AD/HD comes in three forms: hyperactive, inattentive and combined. It also has three severity levels: mild, moderate and severe. These can change throughout a person’s lifetime. It is also defined by the American Psychiatric Association’s DSM-V – a diagnostic manual - as being a “debilitating” disorder that affects every aspect of a person’s life, even into adulthood.

But while these serious symptoms must begin in early childhood, there are many, especially girls, who do not end up diagnosed until late teens and even adulthood.

“My brother got diagnosed when he was younger and I started to wonder if I had it,” said Jessica Rae Knowles, who was diagnosed at 17. “It was harder to pay attention in school and it always took me longer to learn things.

“I got on medication and I didn’t like it,” admits Knowles, explaining it made her anxious. “But the first day I took it we had an assignment and usually I’d just stare around the room; just think, be in my ‘la la land’, but I realized I was doing [the assignment] really fast and at a good pace. I realized, ‘Okay, this medication is working.’

“But then I got off Soonercare at 19 and I couldn’t afford the medication anymore,” she remembers. “So [my doctor] put me on Strattera and I didn’t think the results were as good so I just kind of stopped taking it.”

Problems with medication are common for those with AD/HD, just as social, organizational and emotional problems also arise. ADDitude magazine and CHADD, the national resource on AD/HD, both mention unhealthy relationships with food (i.e. eating disorders), compulsive talking and other behaviors, depression and anxiety to be just a fraction of the negative effects of AD/HD and society’s view of it on those who must deal with it every moment of their lives.

“I have to make lists because I can’t keep everything in order in my head,” says Knowles. “In big groups, I get lost and I stop caring really until I hear one thing interesting, selectively, and I’ll ask what we’re talking about and they’ll say, ‘We just said that’.”

Along with impaired executive functions, Psychology Today and other sources also link AD/HD to a crippling lack of self-esteem.

“It’s called rejection sensitive dysphoria,” says Clary. “We’re socialized as we grow up, ‘You need to focus more,’ ‘You can do better,’ ‘This wasn’t good enough,’ ‘Why didn’t you get an A?’ ‘You’re smarter than this,’ and at a point it becomes devastating.

“It moves past disheartening into devastation and becomes something that you cannot get rid of and so all of your work is held against this, ‘I could have done better.’ So, when people later in life give you criticism, no matter how well meaning they are, they say, ‘This is good, but it could be better’ - instant devastation.”

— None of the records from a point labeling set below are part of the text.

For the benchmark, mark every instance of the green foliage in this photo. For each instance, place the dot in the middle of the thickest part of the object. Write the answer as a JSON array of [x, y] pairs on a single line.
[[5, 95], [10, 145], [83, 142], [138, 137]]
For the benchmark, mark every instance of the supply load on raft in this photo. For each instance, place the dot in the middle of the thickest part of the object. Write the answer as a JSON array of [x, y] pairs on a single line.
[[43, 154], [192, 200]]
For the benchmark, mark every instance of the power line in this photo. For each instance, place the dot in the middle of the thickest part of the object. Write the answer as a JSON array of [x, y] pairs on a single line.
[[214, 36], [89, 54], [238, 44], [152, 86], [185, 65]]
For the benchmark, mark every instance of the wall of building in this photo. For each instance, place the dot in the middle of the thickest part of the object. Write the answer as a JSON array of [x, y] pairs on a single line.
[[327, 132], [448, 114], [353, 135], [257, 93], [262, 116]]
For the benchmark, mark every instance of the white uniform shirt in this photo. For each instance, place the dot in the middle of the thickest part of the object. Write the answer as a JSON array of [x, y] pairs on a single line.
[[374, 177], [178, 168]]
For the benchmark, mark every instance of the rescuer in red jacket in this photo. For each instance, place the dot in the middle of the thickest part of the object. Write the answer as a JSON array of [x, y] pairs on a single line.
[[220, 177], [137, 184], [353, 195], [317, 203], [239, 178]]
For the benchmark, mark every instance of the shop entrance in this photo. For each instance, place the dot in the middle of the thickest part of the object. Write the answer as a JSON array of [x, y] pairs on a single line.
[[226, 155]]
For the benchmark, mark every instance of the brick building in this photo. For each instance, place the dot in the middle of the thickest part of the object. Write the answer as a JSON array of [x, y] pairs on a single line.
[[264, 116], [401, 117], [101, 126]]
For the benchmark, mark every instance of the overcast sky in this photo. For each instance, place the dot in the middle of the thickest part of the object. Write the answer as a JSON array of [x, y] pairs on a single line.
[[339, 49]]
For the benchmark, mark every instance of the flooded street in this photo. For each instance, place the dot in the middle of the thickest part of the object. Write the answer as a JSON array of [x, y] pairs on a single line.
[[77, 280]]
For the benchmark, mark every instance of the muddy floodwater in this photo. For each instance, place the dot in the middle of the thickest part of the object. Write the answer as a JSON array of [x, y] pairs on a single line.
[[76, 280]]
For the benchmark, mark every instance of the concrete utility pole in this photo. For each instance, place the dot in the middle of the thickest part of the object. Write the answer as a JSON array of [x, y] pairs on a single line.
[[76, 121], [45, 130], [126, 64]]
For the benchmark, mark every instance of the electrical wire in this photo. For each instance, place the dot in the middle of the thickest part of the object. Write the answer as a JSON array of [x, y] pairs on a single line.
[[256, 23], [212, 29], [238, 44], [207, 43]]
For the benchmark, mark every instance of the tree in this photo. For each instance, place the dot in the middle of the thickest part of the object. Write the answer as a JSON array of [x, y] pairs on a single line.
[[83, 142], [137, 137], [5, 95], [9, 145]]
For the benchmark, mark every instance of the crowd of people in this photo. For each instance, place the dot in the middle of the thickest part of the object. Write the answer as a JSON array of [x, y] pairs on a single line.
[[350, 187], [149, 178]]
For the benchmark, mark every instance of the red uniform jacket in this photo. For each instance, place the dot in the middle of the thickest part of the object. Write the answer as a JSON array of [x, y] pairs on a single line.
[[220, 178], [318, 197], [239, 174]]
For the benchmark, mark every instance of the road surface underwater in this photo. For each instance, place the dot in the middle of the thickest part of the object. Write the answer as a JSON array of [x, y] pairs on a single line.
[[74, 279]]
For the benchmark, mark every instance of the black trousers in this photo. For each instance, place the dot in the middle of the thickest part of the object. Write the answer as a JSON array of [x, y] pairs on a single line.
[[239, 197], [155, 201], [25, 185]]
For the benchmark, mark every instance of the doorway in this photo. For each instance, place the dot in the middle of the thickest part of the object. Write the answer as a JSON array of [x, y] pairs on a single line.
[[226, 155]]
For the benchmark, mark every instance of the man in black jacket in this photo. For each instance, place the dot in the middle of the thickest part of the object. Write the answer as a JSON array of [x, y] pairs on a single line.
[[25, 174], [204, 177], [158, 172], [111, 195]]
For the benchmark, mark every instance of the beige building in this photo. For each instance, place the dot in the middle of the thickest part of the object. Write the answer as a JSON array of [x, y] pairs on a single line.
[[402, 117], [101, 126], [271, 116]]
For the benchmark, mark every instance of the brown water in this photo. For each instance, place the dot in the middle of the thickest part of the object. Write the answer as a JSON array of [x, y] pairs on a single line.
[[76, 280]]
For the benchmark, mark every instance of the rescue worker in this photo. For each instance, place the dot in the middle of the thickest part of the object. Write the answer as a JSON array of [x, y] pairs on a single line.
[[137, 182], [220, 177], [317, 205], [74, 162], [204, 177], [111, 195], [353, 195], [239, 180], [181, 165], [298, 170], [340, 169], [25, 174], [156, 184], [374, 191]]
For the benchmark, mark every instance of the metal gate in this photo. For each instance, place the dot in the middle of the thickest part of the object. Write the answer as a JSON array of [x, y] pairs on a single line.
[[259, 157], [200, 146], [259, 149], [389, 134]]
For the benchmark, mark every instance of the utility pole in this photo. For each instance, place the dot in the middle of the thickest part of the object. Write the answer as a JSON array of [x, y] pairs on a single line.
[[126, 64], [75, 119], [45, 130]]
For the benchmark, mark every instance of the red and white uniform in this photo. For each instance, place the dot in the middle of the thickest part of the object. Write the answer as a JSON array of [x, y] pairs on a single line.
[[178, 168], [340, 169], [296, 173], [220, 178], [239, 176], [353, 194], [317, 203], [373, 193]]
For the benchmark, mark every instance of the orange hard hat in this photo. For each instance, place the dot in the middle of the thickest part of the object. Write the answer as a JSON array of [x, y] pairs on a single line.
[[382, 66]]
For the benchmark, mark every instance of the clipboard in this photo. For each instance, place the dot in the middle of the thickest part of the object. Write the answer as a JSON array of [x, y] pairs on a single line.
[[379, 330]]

AD/HD is much more impactful than we as a society like to believe and, until we understand that fact, people with AD/HD will continue to be at a higher risk of suicide (which, in young children, is more often linked to AD/HD than depression), eating disorders, feelings of isolation, depression and addiction.

“AD/HD is like an elephant in the middle of a room,” Clary says firmly. “You always have to work and live your life around it.”